Roxy Rose Score grew up in a neon family. Her grandfather, Rio Score, founded Alert-Lite Neon in 1946, raising his son, Rio Score II, in the family trade. Like her father, Roxy was raised in the family neon shop, learning the neon trade from childhood along with her brothers in a rigid-but-informal apprenticeship that stressed speed and accuracy along with the highest level of expert craftspersonship.

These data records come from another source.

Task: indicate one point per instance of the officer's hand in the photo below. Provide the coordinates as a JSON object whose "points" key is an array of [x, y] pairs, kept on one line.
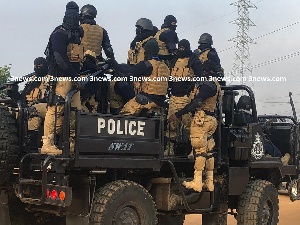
{"points": [[110, 61], [78, 85], [172, 118]]}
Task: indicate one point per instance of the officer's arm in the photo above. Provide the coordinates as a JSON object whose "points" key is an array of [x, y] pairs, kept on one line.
{"points": [[59, 46], [108, 50], [213, 56], [143, 68], [124, 89], [196, 65], [208, 89], [171, 39]]}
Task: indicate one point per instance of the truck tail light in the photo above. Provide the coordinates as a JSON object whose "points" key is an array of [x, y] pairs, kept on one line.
{"points": [[54, 194], [62, 195]]}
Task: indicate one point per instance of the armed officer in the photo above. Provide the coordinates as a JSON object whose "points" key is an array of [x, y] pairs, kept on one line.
{"points": [[203, 125], [95, 37], [185, 68], [154, 75], [144, 32], [120, 93], [205, 52], [60, 67], [167, 39], [35, 93]]}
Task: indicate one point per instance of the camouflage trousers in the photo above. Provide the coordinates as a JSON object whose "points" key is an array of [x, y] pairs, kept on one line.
{"points": [[176, 104], [202, 128], [62, 88], [35, 120], [134, 108]]}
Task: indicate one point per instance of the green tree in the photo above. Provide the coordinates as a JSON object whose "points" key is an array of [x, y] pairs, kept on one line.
{"points": [[4, 77]]}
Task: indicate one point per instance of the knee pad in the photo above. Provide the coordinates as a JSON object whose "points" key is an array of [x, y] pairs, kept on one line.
{"points": [[210, 162]]}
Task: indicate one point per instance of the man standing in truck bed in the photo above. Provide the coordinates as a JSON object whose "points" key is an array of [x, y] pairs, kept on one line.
{"points": [[203, 126]]}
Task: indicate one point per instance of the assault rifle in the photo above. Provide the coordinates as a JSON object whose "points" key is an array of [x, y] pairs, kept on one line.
{"points": [[12, 88], [19, 80]]}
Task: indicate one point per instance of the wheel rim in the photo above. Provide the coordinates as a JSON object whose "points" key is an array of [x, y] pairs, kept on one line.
{"points": [[267, 213], [126, 216]]}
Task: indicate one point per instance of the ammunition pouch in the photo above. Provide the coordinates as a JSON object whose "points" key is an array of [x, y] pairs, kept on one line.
{"points": [[142, 99], [54, 99], [32, 112]]}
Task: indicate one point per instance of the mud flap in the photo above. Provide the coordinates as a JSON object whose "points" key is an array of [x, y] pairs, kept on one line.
{"points": [[76, 220], [4, 209], [294, 190]]}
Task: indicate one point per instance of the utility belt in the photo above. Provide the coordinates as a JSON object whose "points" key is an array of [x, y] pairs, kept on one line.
{"points": [[179, 94], [209, 113]]}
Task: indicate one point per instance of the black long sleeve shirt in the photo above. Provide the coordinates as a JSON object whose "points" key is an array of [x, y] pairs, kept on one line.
{"points": [[184, 87], [61, 67], [142, 69], [206, 90]]}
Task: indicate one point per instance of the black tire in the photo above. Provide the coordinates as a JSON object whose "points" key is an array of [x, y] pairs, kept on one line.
{"points": [[9, 151], [171, 219], [123, 202], [259, 204]]}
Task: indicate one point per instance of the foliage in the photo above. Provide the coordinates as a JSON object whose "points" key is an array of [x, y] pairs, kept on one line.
{"points": [[4, 77]]}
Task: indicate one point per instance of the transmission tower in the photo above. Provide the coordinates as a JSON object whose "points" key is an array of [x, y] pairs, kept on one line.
{"points": [[242, 63]]}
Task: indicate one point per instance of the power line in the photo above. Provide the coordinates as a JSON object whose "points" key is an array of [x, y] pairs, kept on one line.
{"points": [[214, 19], [264, 35], [272, 61], [242, 62]]}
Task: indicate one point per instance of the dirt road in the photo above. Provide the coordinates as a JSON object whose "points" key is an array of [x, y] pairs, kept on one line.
{"points": [[289, 214]]}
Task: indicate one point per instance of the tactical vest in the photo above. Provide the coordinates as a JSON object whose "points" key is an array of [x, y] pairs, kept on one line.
{"points": [[92, 38], [203, 55], [37, 93], [137, 54], [209, 104], [116, 101], [162, 45], [181, 69], [75, 52], [157, 83]]}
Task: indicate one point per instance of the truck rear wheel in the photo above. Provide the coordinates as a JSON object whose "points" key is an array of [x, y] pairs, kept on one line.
{"points": [[171, 219], [9, 150], [259, 204], [123, 202]]}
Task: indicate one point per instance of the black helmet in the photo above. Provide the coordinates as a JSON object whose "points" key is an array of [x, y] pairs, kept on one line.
{"points": [[145, 23], [205, 38], [170, 20], [244, 102], [151, 49], [185, 44], [88, 10]]}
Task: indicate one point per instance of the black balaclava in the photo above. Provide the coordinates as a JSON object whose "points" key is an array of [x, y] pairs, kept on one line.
{"points": [[71, 23], [170, 22], [141, 34], [184, 49], [209, 69], [151, 49], [40, 67]]}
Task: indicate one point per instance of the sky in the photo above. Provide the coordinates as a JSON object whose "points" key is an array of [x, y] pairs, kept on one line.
{"points": [[26, 26]]}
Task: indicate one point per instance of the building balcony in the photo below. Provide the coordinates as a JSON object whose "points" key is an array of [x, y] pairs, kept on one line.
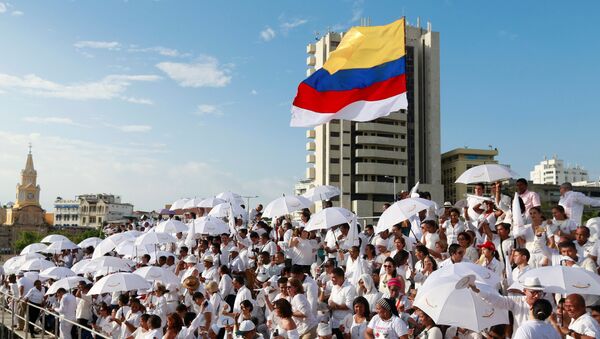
{"points": [[380, 154], [374, 187], [371, 168], [374, 140], [310, 173]]}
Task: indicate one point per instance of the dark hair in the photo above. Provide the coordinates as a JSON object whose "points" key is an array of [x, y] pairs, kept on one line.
{"points": [[541, 309], [363, 301], [285, 308]]}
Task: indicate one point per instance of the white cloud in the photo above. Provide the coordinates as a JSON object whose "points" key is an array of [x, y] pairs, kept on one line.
{"points": [[267, 34], [109, 45], [51, 120], [110, 87], [204, 73]]}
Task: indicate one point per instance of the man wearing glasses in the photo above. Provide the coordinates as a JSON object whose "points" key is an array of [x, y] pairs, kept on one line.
{"points": [[518, 305]]}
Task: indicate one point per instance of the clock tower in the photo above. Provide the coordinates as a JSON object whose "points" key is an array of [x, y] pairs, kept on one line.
{"points": [[28, 191]]}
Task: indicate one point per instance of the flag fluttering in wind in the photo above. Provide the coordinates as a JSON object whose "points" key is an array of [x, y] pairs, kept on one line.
{"points": [[362, 80]]}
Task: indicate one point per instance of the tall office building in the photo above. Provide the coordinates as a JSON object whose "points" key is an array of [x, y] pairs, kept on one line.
{"points": [[367, 160]]}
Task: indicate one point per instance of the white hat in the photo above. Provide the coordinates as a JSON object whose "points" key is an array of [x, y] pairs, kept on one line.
{"points": [[190, 259], [533, 284], [323, 329]]}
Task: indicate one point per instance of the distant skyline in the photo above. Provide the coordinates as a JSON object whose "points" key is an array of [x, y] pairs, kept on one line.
{"points": [[158, 100]]}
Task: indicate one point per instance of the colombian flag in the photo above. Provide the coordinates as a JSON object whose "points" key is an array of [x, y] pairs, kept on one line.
{"points": [[362, 80]]}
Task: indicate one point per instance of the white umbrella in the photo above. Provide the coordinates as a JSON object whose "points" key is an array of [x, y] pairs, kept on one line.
{"points": [[119, 282], [400, 211], [449, 302], [286, 205], [231, 197], [486, 173], [153, 273], [111, 242], [211, 202], [66, 283], [111, 262], [192, 203], [154, 238], [324, 192], [171, 226], [462, 269], [57, 273], [54, 238], [32, 248], [222, 210], [93, 241], [36, 264], [178, 204], [210, 225], [328, 218], [59, 246], [563, 280]]}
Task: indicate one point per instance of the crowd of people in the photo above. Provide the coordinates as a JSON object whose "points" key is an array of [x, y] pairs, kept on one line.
{"points": [[274, 279]]}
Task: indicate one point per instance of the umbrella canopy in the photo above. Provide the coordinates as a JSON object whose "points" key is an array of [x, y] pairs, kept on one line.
{"points": [[211, 202], [96, 264], [36, 264], [154, 238], [178, 204], [171, 226], [563, 280], [324, 192], [448, 301], [66, 283], [192, 203], [222, 210], [119, 282], [57, 273], [400, 211], [329, 217], [286, 205], [93, 241], [153, 273], [463, 269], [59, 246], [210, 225], [110, 243], [485, 173], [54, 238], [33, 248], [231, 197]]}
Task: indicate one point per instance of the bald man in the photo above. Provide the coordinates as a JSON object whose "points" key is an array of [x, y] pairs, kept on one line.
{"points": [[582, 325]]}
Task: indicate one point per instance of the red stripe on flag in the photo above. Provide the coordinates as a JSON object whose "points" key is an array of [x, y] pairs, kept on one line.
{"points": [[333, 101]]}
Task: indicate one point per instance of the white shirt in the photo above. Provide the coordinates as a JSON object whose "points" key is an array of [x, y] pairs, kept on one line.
{"points": [[573, 203], [536, 329]]}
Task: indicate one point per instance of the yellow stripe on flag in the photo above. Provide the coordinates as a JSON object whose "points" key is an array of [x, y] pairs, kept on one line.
{"points": [[366, 47]]}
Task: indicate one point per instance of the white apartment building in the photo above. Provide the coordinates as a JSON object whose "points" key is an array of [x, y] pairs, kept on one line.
{"points": [[554, 172], [90, 210], [368, 160]]}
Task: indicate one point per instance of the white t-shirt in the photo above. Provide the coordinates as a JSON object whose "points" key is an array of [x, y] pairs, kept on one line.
{"points": [[536, 329], [393, 328]]}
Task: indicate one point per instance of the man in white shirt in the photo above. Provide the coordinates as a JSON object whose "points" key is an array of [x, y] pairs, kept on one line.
{"points": [[66, 310], [340, 300], [573, 202]]}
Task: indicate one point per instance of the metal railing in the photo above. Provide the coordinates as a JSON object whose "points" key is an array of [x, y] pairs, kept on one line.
{"points": [[8, 306]]}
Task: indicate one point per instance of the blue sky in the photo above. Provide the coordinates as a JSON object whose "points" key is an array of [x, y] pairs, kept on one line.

Alert-Lite had built their business in wholesale, high-output production neon: though each piece of glass was shaped by hand, “tube benders” like Rio and Roxy often made hundreds—or even thousands—of the same letters, words, or symbols. Working long hours with their bare hands holding hot glass over gas flames made benders like Rio and Roxy strong, and decades of care schooled them in the finest points of their craft. But the pressures of production neon did not often emphasize artistic expression, and Rio and Roxy were each compelled to express their craft skills creatively, using neon as art.
For Rio, that could mean creating a bouquet of neon roses for his wife, or a neon carousel for one of his children. A little sparkle of artistic joy, made with skill, love, and care. For Roxy, neon art came differently: she began to collect and restore historic neon signs in the 1980s, and shifted the family sign shop from high-volume production toward bespoke signs that allowed her to better showcase both her skill as a tube bender and her artistic eye. Her turn to neon works explicitly as works of art came later, after she sold the business, as part of more profound transition: her own gender transition.
When Roxy came out as transgender in 2010, able to manifest on the outside what she’d always felt on the inside, she began to see her craft and skills as more than a blue-collar trade or a way of expressing a client’s ideas, but instead as a way of expressing a long-sublimated part of her own identity—that of an artist, able to express herself through works of neon.